More details can be found in this Deepmind blog post and the Nature paper.
12.14.2023 H&R Block launches AI tax-filing tool
The tax prep company has released a conversational AI bot that supports users in filing their taxes. The tool is designed to answer tax-related questions, including rules, possible exemptions, and quotas. The bot also encourages users to reach human tax advisors. The company states that it is working on AI-powered personal advisors as well.
More information can be found in The Verge.

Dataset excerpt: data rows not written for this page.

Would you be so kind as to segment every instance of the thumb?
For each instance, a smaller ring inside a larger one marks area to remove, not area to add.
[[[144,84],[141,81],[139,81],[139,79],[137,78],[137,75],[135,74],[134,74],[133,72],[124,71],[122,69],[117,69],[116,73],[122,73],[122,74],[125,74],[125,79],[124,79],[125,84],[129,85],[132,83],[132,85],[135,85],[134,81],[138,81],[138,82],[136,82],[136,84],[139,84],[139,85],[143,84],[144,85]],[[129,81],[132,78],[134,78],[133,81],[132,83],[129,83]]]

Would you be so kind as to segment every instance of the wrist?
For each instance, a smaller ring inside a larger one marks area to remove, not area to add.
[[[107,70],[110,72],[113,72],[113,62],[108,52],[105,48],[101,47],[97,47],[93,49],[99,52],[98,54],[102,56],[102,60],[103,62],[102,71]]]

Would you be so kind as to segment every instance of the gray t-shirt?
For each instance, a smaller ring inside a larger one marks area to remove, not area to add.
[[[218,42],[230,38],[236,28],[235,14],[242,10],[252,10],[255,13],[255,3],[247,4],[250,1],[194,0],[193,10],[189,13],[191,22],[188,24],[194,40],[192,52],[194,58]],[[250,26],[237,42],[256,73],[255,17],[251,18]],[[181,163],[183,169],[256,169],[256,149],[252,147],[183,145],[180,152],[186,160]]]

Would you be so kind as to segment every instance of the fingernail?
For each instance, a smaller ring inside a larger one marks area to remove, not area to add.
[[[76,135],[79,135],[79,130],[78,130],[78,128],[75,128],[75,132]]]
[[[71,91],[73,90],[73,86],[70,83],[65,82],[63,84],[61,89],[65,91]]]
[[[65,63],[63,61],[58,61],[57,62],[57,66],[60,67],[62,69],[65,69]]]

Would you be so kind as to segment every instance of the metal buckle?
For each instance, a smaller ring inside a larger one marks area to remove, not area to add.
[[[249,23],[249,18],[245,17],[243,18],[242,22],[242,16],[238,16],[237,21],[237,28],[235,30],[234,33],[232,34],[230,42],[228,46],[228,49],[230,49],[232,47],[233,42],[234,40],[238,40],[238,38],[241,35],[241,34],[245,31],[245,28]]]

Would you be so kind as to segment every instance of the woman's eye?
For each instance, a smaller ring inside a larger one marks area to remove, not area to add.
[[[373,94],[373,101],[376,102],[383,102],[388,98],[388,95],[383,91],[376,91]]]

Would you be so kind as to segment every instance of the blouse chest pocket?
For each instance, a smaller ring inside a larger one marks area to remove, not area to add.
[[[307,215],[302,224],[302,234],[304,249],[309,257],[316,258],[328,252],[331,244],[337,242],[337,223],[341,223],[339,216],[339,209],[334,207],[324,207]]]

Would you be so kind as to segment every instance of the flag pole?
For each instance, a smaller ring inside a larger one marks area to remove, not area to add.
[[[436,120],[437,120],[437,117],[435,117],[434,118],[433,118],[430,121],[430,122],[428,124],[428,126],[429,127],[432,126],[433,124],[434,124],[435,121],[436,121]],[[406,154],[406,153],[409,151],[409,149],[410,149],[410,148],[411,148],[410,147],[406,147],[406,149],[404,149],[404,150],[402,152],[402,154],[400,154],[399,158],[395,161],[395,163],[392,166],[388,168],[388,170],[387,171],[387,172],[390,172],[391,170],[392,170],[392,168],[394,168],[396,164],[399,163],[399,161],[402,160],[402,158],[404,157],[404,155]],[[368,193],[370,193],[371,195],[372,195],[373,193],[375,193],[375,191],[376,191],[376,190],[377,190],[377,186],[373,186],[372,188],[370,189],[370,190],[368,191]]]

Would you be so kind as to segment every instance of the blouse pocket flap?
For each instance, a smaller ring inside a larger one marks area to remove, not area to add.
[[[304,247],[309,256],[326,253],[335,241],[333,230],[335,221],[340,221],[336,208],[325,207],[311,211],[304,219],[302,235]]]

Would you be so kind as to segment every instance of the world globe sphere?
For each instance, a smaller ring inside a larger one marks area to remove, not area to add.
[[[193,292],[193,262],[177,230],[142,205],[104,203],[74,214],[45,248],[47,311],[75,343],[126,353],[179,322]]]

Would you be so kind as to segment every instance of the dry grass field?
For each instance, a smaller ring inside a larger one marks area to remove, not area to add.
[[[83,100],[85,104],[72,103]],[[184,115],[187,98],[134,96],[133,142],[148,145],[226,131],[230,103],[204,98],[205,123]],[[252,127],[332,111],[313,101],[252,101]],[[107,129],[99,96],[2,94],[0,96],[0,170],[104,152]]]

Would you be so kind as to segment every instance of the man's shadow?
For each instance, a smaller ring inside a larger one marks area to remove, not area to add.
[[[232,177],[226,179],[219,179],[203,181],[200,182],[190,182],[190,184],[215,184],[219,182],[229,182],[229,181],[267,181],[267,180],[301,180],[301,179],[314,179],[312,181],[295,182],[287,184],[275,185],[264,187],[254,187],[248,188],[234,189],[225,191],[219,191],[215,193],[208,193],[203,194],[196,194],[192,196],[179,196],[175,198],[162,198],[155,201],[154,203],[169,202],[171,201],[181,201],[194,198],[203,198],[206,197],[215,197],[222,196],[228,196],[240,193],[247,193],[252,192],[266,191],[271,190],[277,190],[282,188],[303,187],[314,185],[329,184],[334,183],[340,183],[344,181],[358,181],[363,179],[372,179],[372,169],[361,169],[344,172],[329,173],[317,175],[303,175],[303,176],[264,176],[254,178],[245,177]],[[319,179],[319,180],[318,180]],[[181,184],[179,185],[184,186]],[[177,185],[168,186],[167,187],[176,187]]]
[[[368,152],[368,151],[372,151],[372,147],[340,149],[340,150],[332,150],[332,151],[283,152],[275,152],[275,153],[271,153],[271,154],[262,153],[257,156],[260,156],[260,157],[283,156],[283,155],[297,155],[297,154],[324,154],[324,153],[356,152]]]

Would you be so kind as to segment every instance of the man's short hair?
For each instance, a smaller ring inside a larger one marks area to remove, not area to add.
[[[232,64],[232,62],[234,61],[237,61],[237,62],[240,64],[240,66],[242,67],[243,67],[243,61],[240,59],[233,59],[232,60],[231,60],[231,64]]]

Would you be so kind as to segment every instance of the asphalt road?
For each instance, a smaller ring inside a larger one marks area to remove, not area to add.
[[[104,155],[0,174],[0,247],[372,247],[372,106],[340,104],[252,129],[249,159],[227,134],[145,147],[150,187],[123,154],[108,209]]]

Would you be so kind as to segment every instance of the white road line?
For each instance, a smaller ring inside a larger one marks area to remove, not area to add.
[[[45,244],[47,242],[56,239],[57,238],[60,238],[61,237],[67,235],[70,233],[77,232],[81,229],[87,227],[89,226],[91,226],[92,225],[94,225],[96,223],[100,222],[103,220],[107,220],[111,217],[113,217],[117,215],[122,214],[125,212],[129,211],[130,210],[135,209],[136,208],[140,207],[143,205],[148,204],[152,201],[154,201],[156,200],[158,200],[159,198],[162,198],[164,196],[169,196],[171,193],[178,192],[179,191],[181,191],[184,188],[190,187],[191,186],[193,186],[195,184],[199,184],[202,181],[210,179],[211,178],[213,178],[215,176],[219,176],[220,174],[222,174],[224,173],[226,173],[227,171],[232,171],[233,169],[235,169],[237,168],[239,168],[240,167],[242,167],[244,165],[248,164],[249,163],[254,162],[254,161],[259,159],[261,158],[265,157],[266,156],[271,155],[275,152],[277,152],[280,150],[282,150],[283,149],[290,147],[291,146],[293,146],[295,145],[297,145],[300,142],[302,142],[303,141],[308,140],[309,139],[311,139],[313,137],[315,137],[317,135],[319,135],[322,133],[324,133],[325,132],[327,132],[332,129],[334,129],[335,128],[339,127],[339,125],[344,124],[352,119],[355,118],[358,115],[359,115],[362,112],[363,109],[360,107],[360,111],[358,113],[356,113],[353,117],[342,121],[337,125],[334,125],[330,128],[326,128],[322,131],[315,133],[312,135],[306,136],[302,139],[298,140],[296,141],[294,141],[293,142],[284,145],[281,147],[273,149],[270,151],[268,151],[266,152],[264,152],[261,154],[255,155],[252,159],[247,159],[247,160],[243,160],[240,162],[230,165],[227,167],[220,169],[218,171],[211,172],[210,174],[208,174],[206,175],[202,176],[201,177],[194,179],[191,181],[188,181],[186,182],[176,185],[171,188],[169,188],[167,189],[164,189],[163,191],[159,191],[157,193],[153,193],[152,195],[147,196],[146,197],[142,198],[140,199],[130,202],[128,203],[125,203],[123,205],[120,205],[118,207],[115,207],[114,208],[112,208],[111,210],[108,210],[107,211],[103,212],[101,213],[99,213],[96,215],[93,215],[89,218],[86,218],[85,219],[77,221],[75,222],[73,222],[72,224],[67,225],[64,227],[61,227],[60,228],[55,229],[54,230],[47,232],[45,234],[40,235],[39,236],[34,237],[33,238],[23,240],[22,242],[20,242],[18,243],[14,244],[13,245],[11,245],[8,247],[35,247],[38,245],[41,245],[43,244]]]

12.21.2023 Google releases VideoPoet – a text-to-video and image-to-video model
VideoPoet is one of at least a handful of text-to-video models recently released. What makes it unique is that the model is based on a Large Language Model (LLM) instead of the more common Diffusion-based approach. LLMs are often seen in tools like ChatGPT, Claude, or Llama, which generate texts or computer code but are rarely seen in other tasks. This time, the Google Research team has managed to train the tool to actually generate videos.
To do so, it was necessary to pre-train the model using one billion “text and video” pairs from “the public internet and other sources.”
More about the model can be found in this research paper.
12.27.2023 New York Times sues OpenAI for using its content to train chatbots
The New York Times, one of the most renowned newspapers in the world, has filed a federal lawsuit against OpenAI and Microsoft with the goal of ending the practice of using stories to train their chatbot. According to the media company, the AI developers have effectively stolen the texts used in the chatbot’s training. The NYT claims that it could amount to “billions of dollars worth of journalism work.” With users increasingly more willing to ask the chatbot for answers instead of searching for them on the publisher’s website, this practice can lead to a vast reduction in the newspaper’s and news service’s income.
More can be found in the Associated Press report.